My grandfather is a World War II veteran and he is tough as nails. He is ninety-five years old and still going strong. I guess I get the desire to never give up from him because even after my spirit was crushed from losing two pregnancies and a son… I DID NOT AND WOULD NOT GIVE UP. I went back to the University of Colorado Advanced Reproductive Medicine Office and met with Dr. Murray in March of 2009. In April of 2009, my husband and I began the In Vitro Fertilization (IVF) process. We used the drug Menopur to help with follicle stimulation. The medication was a huge success for us. The doctors removed many, many healthy and viable eggs from my ovaries, which resulted in many fertilized eggs for my husband and I. Menopur did not irritate my skin at the injection site and was wildly successful for follicle stimulation.
We had two of our fertilized eggs inseminated into my uterus on May 15th, 2009 and on May 26th, 2009 I received a call from the University of Colorado Advanced Reproductive Medicine that my husband and I were going to have a baby. IVF was a huge success and worked on the VERY FIRST TRY! I was at work when I received the phone call and I closed my door, breathed a sigh of relief and sat in joyful silence for a long while. In late June of 2009, we were informed that we were not only have one baby but TWINS! It was one of the happiest moment of my life to hear that we were pregnant with two babies. A lot of people get scared or nervous when they hear that kind of news. Not I. I embraced it and thanked God and did a little jig (dance) in my car on the way back to work. IVF worked! Menopur worked!

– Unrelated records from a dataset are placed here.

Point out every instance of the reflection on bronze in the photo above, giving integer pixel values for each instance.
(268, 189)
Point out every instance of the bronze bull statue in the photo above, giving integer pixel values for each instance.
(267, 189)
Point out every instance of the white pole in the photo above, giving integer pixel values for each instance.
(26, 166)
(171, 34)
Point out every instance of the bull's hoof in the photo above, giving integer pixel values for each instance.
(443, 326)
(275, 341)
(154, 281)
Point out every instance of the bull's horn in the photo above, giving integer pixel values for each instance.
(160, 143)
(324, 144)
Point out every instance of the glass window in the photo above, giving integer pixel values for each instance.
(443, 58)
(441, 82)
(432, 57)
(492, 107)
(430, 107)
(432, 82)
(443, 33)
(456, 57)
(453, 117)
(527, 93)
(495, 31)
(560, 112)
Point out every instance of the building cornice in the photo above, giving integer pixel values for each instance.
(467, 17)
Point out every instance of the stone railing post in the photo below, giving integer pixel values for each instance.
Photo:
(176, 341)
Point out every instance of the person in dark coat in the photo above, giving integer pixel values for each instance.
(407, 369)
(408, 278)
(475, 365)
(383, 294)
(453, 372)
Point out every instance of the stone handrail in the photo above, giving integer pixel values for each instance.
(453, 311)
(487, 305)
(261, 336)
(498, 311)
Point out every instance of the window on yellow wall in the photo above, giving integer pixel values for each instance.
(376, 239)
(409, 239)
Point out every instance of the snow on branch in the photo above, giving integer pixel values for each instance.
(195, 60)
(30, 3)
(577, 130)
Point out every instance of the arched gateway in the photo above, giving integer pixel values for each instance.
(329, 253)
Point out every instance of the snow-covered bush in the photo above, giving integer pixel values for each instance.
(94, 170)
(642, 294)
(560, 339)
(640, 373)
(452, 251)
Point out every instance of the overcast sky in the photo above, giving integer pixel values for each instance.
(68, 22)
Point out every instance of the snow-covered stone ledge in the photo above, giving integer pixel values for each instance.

Today, Todd and I have two beautiful little girls. They were born on January 6th, 2010. They are so similar and yet so different. Our daughter Moriah Jane has red hair and blue eyes and is a spitfire who likes to investigate and explore and loves to be on the move. Our daughter Delilah Nancy has white-blonde hair and blue eyes and moves at her own pace, is super relaxed, loves to explore and studies her toys.
They are both brilliant little girls and they bring us so much joy. Our hearts are filled with so much love and gratitude for our second and third miracles. They are our living, beautiful, tiny miracles. Moriah and Delilah’s names were selected from the Old Testament of the Bible just like their brother Noah’s name was. It is a reminder that God is good and that he blesses us with brilliant, dedicated, kind, caring, and wonderful doctors such as Dr. Shona Murray, MD, Dr. Ruben Alvero, MD, and Dr. William Schlaff, MD at the University of Colorado Advanced Reproductive Medicine. These doctors help patients like me every single day.
My advice to men and women that desire to become parents is to look at your medical history, develop a plan with your infertility specialists and then follow your heart. Not every person can or will conceive. If you put your trust in your doctor’s medical advice for your situation and if the desire is burning in your heart to become a parent…THEN GO FOR IT. THERE MAY JUST BE A TINY MIRACLE IN YOUR FUTURE. (Maybe even two if you are lucky).